Damit ist das gegenseitige Interesse verbrieft. Dennoch machte der Verbandsboss kein Geheimnis daraus, dass ein Engagement Guardiolas den finanziellen Rahmen des Verbandes enorm strapazieren würde. Der Katalane wäre für den italienischen Verband gehaltstechnisch „klar eine Ausnahme“, für die es sehr gute Gründe und tragfähige Finanzierungsmodelle bräuchte.

Da der Verband kurz- bis mittelfristig den Gürtel enger schnallen müsse, dürfe man budgetäre Aspekte nicht aus den Augen verlieren.
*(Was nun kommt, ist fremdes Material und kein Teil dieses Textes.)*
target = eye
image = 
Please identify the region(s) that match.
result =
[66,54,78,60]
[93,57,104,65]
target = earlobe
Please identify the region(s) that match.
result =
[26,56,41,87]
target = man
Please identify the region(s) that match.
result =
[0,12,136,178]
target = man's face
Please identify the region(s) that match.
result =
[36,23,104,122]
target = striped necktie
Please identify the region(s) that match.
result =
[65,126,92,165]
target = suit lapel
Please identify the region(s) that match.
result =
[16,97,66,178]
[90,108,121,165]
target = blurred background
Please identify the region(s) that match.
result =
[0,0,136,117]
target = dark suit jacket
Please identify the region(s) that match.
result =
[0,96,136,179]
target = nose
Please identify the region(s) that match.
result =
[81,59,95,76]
Guardiola, der nach dem Ende seiner Ära bei Manchester City eigentlich eine längere Auszeit eingehen wollte, müsste für das Amt des italienischen Nationaltrainers wohl auf erhebliche Gehaltsmillionen verzichten.

Der Plan B: Pirlo, Mancini und weitere Alternativen zu Pep Guardiola

Die Squadra Azzurra setzt keineswegs alles auf eine Karte. Laut Malagò steht die Verbandsspitze parallel im Dialog mit mehreren hochkarätigen Kandidaten.
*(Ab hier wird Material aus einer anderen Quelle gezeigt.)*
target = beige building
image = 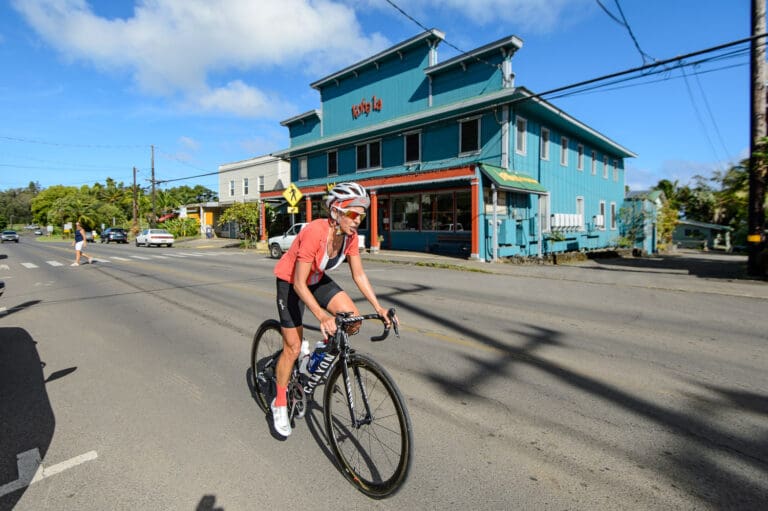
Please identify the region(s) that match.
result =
[219,156,291,206]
Neben Guardiola fallen immer wieder die Namen von Andrea Pirlo und Ex-Erfolgs-Coach Roberto Mancini. Eine Festlegung auf diese drei Personalien gebe es jedoch nicht, da der Sichtungsprozess breit aufgestellt sei.

Ein Engagement von Pep Guardiola als Nationaltrainer Italiens ist keineswegs unmöglich, bleibt aber vor allem eine finanzielle Herkulesaufgabe. Während Guardiola seine Sympathie für den italienischen Fußball nie verborgen hat und die sportliche Reizvollheit der Aufgabe unbestritten ist, hängt eine finale Einigung davon ab, wie weit der Spanier beim Gehalt entgegenzukommen bereit ist – und wie kreativ die FIGC bei der Finanzierung agieren kann.